Thirteen Days (2000)
7/10
When statesmen were statesmen
22 August 2006
Considering that the Cuban missile crisis has already been pretty picked over dramatically (there was also a good early TV-movie, "The Missiles of October"), and that the movie is mostly talking heads, this docudrama manages to whip up quite a lot of nail-biting tension in its two and a half hours.
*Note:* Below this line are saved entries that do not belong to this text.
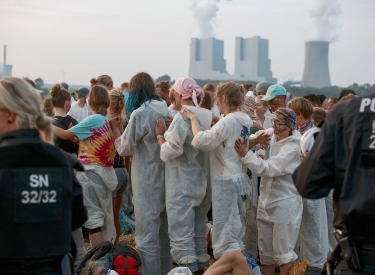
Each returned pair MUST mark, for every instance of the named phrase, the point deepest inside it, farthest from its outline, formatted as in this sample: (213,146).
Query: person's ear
(11,116)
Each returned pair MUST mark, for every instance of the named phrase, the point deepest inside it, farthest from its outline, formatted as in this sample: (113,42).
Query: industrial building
(251,59)
(316,69)
(5,69)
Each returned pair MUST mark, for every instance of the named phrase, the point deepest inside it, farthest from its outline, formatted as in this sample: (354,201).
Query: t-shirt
(63,123)
(77,112)
(96,145)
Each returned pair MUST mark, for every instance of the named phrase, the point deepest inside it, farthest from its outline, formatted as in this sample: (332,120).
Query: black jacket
(343,159)
(41,201)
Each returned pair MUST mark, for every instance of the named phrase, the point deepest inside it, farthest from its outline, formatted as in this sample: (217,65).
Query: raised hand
(168,121)
(160,126)
(187,113)
(263,139)
(240,147)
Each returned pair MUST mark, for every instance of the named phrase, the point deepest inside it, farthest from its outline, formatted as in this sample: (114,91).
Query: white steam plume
(325,22)
(204,11)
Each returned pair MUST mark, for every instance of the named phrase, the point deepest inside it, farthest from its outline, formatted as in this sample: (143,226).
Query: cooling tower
(316,70)
(5,61)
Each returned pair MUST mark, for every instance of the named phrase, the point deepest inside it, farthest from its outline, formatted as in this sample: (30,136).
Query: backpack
(120,257)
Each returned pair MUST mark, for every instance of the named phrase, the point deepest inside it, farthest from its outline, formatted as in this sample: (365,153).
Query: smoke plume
(325,21)
(204,12)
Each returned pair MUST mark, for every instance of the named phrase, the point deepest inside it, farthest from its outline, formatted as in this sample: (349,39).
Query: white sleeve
(285,162)
(174,139)
(126,143)
(210,139)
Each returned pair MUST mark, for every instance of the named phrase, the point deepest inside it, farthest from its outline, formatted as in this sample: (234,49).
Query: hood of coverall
(204,115)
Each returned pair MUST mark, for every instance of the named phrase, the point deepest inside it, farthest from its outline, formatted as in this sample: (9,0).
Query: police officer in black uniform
(41,201)
(343,159)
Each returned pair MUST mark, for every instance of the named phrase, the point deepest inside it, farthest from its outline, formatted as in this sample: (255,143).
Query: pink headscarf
(188,88)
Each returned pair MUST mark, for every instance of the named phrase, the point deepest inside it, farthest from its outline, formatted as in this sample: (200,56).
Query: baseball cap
(65,85)
(261,87)
(82,92)
(273,91)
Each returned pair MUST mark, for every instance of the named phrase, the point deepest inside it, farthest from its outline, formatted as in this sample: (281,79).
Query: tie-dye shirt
(96,141)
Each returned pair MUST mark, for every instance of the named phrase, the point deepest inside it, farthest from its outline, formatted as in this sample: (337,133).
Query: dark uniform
(41,203)
(343,159)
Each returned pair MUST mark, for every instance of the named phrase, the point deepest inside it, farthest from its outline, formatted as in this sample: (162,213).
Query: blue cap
(273,91)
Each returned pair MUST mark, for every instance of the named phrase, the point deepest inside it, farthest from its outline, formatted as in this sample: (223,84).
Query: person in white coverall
(230,184)
(187,182)
(144,107)
(280,206)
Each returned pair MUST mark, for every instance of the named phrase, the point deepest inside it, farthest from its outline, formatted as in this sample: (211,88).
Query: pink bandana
(188,88)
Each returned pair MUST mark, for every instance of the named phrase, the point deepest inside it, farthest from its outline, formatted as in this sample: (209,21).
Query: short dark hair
(345,92)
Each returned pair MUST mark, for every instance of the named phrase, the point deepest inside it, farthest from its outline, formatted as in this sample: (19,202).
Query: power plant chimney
(316,70)
(5,61)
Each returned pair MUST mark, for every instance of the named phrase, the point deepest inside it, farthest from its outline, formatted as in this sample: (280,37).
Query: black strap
(35,268)
(105,247)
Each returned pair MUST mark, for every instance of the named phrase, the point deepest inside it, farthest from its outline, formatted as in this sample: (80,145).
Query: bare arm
(63,134)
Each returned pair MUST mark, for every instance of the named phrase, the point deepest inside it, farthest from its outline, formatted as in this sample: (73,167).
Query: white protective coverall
(188,190)
(148,182)
(250,239)
(330,216)
(280,206)
(231,193)
(98,183)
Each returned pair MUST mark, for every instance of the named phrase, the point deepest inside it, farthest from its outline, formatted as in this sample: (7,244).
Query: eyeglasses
(277,123)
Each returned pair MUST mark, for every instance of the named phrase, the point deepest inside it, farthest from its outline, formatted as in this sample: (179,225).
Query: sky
(87,38)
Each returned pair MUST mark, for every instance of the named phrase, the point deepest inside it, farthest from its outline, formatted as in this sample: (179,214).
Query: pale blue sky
(87,38)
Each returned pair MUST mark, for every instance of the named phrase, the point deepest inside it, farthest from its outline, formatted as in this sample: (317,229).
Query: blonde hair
(171,94)
(319,114)
(302,106)
(99,99)
(100,80)
(233,92)
(117,101)
(59,95)
(90,267)
(18,96)
(265,103)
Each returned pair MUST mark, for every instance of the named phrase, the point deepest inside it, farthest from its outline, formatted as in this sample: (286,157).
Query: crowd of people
(183,158)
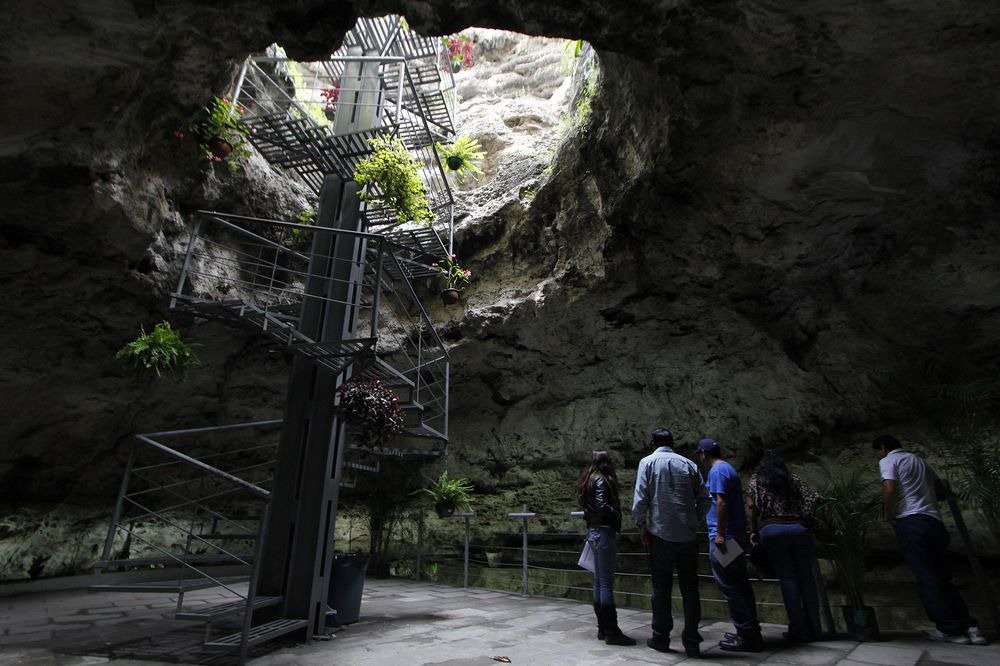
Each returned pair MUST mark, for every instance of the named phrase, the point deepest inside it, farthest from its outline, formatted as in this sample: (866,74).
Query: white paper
(733,549)
(587,557)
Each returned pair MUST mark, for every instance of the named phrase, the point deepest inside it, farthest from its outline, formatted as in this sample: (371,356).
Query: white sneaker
(958,639)
(975,637)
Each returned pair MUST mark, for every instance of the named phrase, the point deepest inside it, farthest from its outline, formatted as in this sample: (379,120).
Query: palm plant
(462,156)
(849,512)
(447,494)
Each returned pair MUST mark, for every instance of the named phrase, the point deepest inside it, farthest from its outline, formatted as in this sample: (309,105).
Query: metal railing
(299,111)
(198,505)
(258,273)
(538,556)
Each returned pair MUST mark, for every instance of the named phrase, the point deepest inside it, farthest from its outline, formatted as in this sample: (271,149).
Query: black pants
(664,556)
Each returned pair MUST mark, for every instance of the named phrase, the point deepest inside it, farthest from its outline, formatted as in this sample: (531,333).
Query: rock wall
(774,219)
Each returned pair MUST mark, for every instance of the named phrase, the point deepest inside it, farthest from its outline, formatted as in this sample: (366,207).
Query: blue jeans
(602,540)
(664,556)
(735,586)
(792,551)
(924,542)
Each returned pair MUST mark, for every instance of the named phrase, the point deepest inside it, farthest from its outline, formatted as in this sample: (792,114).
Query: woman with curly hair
(780,507)
(597,493)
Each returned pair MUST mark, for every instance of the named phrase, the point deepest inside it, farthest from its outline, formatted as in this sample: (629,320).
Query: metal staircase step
(225,610)
(179,560)
(172,586)
(361,467)
(259,634)
(337,354)
(423,241)
(227,536)
(399,452)
(387,374)
(423,72)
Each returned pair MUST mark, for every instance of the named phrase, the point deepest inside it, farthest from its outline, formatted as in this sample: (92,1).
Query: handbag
(587,558)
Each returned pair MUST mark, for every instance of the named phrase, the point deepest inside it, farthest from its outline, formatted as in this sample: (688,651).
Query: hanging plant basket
(220,147)
(445,509)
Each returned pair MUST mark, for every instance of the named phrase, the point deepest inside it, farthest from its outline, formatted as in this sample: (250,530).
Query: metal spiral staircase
(250,512)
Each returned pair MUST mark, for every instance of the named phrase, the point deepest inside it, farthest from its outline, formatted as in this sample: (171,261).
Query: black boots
(607,626)
(600,621)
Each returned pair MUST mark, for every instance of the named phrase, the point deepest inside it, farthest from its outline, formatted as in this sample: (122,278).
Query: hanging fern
(161,351)
(393,178)
(373,408)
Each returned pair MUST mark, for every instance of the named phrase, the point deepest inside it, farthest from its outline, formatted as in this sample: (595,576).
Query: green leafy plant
(847,515)
(162,351)
(373,407)
(393,180)
(462,156)
(455,493)
(222,135)
(454,275)
(978,481)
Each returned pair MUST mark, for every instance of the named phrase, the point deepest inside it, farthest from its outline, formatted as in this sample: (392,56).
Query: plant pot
(220,147)
(862,625)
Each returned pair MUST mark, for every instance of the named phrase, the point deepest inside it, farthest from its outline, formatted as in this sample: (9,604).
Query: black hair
(773,474)
(887,442)
(599,464)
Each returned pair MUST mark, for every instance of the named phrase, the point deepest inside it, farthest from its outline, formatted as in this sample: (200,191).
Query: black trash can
(347,583)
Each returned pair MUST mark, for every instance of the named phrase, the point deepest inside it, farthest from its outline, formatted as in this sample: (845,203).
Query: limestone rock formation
(776,217)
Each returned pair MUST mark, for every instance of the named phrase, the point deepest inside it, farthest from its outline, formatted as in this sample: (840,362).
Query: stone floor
(404,622)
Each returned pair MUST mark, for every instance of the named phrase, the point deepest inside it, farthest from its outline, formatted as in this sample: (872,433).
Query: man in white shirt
(668,491)
(909,499)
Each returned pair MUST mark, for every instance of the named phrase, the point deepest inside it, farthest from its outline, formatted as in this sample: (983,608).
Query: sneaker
(975,637)
(958,639)
(659,643)
(742,644)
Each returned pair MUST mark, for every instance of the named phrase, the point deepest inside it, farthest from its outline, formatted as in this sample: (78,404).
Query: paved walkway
(412,624)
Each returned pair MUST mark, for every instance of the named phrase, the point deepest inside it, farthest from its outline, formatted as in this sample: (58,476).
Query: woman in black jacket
(597,493)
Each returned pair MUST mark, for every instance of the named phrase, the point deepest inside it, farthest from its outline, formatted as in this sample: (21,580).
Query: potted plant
(447,495)
(455,277)
(162,351)
(849,512)
(222,136)
(396,178)
(373,407)
(460,50)
(462,156)
(330,97)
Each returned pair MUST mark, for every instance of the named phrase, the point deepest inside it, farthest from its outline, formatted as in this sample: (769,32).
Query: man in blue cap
(727,528)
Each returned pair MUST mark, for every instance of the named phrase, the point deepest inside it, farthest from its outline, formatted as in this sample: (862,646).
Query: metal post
(116,516)
(465,578)
(524,515)
(420,544)
(824,601)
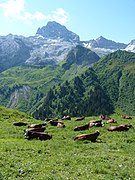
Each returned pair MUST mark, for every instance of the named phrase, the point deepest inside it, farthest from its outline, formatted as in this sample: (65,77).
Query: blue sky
(113,19)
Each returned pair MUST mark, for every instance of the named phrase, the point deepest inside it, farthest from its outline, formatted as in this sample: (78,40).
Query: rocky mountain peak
(54,30)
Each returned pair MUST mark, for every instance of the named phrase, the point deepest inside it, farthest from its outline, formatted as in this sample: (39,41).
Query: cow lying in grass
(37,125)
(81,128)
(80,118)
(91,137)
(97,123)
(111,121)
(37,135)
(104,117)
(56,123)
(122,127)
(19,124)
(126,117)
(66,118)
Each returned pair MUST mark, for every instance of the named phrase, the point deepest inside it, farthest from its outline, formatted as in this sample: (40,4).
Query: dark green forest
(81,85)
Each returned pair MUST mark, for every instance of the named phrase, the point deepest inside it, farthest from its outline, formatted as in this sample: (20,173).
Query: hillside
(80,96)
(23,87)
(61,156)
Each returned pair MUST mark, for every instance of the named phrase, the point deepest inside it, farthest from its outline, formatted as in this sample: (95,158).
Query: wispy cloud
(16,9)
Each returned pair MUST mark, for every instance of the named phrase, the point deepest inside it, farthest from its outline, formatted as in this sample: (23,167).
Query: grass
(61,158)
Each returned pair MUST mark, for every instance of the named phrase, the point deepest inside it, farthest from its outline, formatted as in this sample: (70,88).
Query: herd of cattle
(36,131)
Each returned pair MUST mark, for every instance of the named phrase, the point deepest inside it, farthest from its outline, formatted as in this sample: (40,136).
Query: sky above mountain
(113,19)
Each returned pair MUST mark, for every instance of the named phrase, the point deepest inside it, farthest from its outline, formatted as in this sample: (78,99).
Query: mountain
(54,30)
(103,46)
(23,87)
(116,73)
(50,45)
(105,87)
(54,74)
(131,46)
(81,96)
(13,52)
(80,56)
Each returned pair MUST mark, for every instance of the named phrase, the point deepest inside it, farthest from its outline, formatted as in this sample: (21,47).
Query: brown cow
(81,128)
(48,119)
(61,125)
(126,117)
(122,127)
(53,122)
(97,123)
(37,135)
(66,118)
(111,121)
(56,123)
(19,124)
(40,129)
(37,125)
(91,137)
(104,117)
(80,118)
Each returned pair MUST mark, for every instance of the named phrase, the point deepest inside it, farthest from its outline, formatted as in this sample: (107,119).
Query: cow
(40,129)
(56,123)
(97,123)
(104,117)
(80,118)
(81,128)
(66,118)
(111,121)
(126,117)
(122,127)
(37,135)
(48,119)
(91,137)
(61,125)
(19,124)
(53,122)
(37,125)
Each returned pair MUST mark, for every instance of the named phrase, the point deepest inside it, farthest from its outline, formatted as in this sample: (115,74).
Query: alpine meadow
(53,85)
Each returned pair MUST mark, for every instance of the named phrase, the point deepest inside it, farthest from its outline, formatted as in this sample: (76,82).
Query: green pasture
(112,157)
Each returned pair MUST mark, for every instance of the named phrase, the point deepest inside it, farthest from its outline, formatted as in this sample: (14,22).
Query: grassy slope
(61,157)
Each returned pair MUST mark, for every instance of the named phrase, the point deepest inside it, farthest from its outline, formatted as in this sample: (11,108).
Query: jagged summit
(54,30)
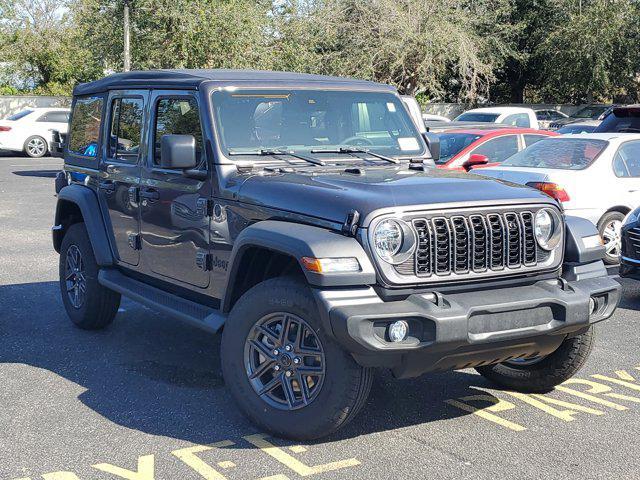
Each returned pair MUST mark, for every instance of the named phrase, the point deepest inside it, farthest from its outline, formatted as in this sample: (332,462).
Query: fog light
(398,331)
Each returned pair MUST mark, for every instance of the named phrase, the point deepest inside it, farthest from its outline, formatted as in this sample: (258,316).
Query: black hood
(330,195)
Its prime pleasure is seeing '60s icons humanized: JFK, RFK, Adlai Stevenson, and even Dean Rusk are presented as smart, responsible, thoughtful men who must agonize over the veracity of the information they're being confronted with and struggling to come up with a suitable response. (Today's neocon bunch undoubtedly would have escalated to full war in a heartbeat, and we probably wouldn't be here.) They lose their tempers, they despair, they disagree, but they're genuine statesmen, and colossuses compared to what politicians have become. As are the media: Walter Cronkite, in actual footage, shows a class and dignity unknown on today's airwaves or Web pages. Costner has been criticized for his faux-Boston accent, but I found it true enough, and anyway, many of his best moments are silent: He does a lot of acting with his eyes. It actually helps that Bruce Greenwood doesn't look much like JFK: It helps viewers concentrate on the man rather than the icon. I suppose the dramatization is a bit sanctimonious: The script is unambiguously on the side of religion and "traditional family values," and Roger Donaldson keeps inserting footage of nuclear explosions, as if we couldn't remember what all the fuss is about. But it's a handsome and stirring account of crafty, wise political diplomacy, the likes of which we may not again see in our lifetimes.